L’apprentissage émotionnel dans la formation en soins infirmiers

L’apprentissage émotionnel dans la formation en soins infirmiers

En charge de l’enseignement de la démarche relationnelle à l’ISFI du Centre Hospitalier d’Ardèche Méridionale (Rhône-Alpes), Geneviève Vernet Guihard s’est intéressée à la gestion des émotions des étudiants, dans le cadre d’un mémoire de Master qui lui a permis de remporter l’un des prix des thèses et mémoires de la Fondation MACSF.

L’apprentissage émotionnel dans la formation en soins infirmiersDans le cadre de son enseignement, Geneviève Vernet Guihard a constaté que les étudiants présentaient fréquemment des difficultés dans la gestion de leurs émotions, lors de la rencontre avec les patients mais aussi avec les équipes.

« Je me suis interrogée en tant que formatrice sur comment mieux accompagner les étudiants et les aider dans l’apprentissage de cette gestion émotionnelle », explique-t-elle. Et d’ajouter : « Ce que j’avais mis en place, les TD, les jeux de rôle, ne semblait pas idéal car manquait parfois de lien avec la réalité rencontrée. »

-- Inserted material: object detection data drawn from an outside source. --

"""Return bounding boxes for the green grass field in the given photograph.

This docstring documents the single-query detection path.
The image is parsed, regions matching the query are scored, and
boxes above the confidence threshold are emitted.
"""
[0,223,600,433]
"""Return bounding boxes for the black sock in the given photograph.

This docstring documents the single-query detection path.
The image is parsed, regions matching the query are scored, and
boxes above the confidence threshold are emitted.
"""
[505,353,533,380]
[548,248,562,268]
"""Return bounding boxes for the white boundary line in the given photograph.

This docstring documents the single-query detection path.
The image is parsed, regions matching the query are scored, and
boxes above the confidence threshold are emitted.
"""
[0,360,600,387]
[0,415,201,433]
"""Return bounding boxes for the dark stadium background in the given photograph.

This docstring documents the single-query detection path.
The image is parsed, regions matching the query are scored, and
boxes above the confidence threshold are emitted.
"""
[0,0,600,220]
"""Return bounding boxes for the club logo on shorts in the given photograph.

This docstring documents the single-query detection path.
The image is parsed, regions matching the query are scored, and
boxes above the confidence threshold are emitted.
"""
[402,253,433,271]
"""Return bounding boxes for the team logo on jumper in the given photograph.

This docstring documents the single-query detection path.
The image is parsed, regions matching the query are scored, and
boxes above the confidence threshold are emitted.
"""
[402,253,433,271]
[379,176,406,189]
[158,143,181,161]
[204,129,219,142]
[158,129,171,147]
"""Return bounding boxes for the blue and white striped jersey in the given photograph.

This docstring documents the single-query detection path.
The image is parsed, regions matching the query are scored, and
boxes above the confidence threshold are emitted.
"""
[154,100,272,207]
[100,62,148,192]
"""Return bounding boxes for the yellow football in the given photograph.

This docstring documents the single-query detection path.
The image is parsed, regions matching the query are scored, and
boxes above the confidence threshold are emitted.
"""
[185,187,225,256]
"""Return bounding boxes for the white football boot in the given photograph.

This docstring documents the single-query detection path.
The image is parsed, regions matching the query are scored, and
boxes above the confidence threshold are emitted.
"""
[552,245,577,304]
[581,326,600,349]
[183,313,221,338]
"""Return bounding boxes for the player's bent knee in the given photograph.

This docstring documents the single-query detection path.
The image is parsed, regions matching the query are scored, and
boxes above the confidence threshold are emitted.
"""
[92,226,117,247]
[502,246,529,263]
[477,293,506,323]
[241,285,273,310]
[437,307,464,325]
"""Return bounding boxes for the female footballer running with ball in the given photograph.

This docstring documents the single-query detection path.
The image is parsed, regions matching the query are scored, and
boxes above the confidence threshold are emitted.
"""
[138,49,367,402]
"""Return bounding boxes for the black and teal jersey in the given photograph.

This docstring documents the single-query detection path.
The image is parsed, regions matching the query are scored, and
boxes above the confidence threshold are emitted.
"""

A partir de 2009, le nouveau référentiel de formation en soins infirmier a modifié l’approche de la formation en mettant l’accent sur la réflexivité et la gestion des émotions. « On m’a alors proposé de suivre une formation de Master 2 en Sciences de l’éducation, indique Geneviève Vernet Guihard. Pour mon travail de recherche, j’ai tout naturellement pensé à la problématique de l’apprentissage émotionnel. »

 Des émotions incomprises

Sa question de départ a été de savoir de quelle manière les professionnels de santé qui encadrent les étudiants, que ce soit les formateurs ou les tuteurs, prennent-ils en compte les émotions dans les situations d’apprentissage ?

Geneviève Vernet Guihard a mené une enquête exploratoire sur trois promotions d’étudiants de l’IFSI, puis interrogé des tuteurs et enregistré des séquences d’analyse de pratique avec des formateurs.

« Mon travail montre que les professionnels ont des difficultés avec leurs propres émotions, qui prennent parfois le pas sur celles des étudiants, fait-elle savoir. Comme ils doivent gérer leurs émotions, il leur est parfois difficile d’identifier celles des étudiants et donc de travailler dessus. »

Et de poursuivre : « Il est pourtant indispensable de reconnaitre et d’accepter ses émotions pour pouvoir les gérer, et entrer ensuite dans un processus d’empathie avec l’autre. »

Dans l’exercice professionnel, les émotions non-identifiées peuvent « inonder » la personne, altérer le raisonnement clinique, voire conduire au burn out« D’où l’importance de les travailler pour la qualité des soins et pour la prévention des risques psycho-sociaux chez les soignants », précise Geneviève Vernet Guihard.

Elle propose donc d’optimiser cet apprentissage émotionnel par la mise en place d’une formation « intégrée », visant à mieux accompagner les professionnels et les futurs infirmiers. « J’ai organisé pour les étudiants des ateliers de théâtre d’improvisation avec l’aide d’un comédien, afin d’apprendre à faire face à des situations imprévues, très pourvoyeuses en émotions », rapporte-t-elle.

Pour les tuteurs, qui font assez facilement le rapport entre la relation d’aide et la relation pédagogique, elle a intégré le groupe de coordination du tutorat du Centre Hospitalier, et projette d’inclure l’analyse des pratiques dans l’accompagnement des tuteurs. Pour les formateurs, un dispositif interne d’analyse des pratiques pédagogiques est en cours de réflexion à l’IFSI.